Medical Minute: Spinal Cord Injuries

Paralysis clearly means learning to give up many of the activities you’re accustomed to doing. Now, new research at the Shiners Hospital in Philadelphia brings paralyzed people a little closer to a normal life.

With the push of a button, something amazing happens. Les Kirk is beating all odds and a spinal cord injury. He may not be riding motor cross anymore, but walking these stairs is a different type of excitement- for les, and for Dr. Randall Betz.

"It makes all the years of research work and all the dollars that the Shriners so generously put forth, really worth it," says Dr. Betz.

Les has an implanted receiver with an external antenna. Wires connect the electrodes located on his muscles. When activated, electrical stimulation forces his muscles to contract or relax in a specific pattern.

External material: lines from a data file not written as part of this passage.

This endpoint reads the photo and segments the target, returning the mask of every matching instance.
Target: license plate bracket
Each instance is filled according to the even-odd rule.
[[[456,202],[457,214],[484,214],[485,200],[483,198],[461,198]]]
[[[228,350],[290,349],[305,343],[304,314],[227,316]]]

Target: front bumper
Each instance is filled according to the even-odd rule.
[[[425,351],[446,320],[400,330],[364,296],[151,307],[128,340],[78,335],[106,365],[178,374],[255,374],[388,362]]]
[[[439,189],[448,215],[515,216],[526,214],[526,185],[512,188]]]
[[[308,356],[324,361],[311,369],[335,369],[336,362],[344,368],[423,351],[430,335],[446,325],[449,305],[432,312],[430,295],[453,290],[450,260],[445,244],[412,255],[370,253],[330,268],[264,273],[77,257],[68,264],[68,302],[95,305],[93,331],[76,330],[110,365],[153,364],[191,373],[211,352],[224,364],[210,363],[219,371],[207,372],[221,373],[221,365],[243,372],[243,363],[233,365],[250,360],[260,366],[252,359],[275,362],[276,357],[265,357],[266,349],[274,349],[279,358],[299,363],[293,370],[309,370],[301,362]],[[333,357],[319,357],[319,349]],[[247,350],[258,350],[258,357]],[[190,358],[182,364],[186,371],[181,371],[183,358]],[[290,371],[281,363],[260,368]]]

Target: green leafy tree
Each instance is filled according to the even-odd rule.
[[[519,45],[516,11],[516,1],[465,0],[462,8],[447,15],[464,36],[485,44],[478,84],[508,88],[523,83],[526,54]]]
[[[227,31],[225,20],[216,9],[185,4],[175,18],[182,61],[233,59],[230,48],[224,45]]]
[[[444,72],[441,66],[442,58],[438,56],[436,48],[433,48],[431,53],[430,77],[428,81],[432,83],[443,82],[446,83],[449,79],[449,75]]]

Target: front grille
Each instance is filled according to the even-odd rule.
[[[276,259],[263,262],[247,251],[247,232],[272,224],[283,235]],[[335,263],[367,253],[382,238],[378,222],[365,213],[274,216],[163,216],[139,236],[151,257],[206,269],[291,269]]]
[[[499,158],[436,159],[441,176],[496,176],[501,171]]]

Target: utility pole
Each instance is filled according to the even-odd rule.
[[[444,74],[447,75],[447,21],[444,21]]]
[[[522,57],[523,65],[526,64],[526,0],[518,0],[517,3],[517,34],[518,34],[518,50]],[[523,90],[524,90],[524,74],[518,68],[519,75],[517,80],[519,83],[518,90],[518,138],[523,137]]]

"Just as you and I would do except that instead of us doing it by our brain, it's being done by a computer."

And unlike a typical person, les' muscles stay stimulated until the device is deactivated, limiting how far he can go.

"What stops them from going 200 feet or 500 feet is they're exhausted. It's like you or I running a hundred dollar dash,” Dr. Betz says.

Les had to work hard to strengthen his muscles so he can do more, but it's safe to say he's mastered the technology enough to do daily activities. As well as some activities he thought he'd be forced to give up.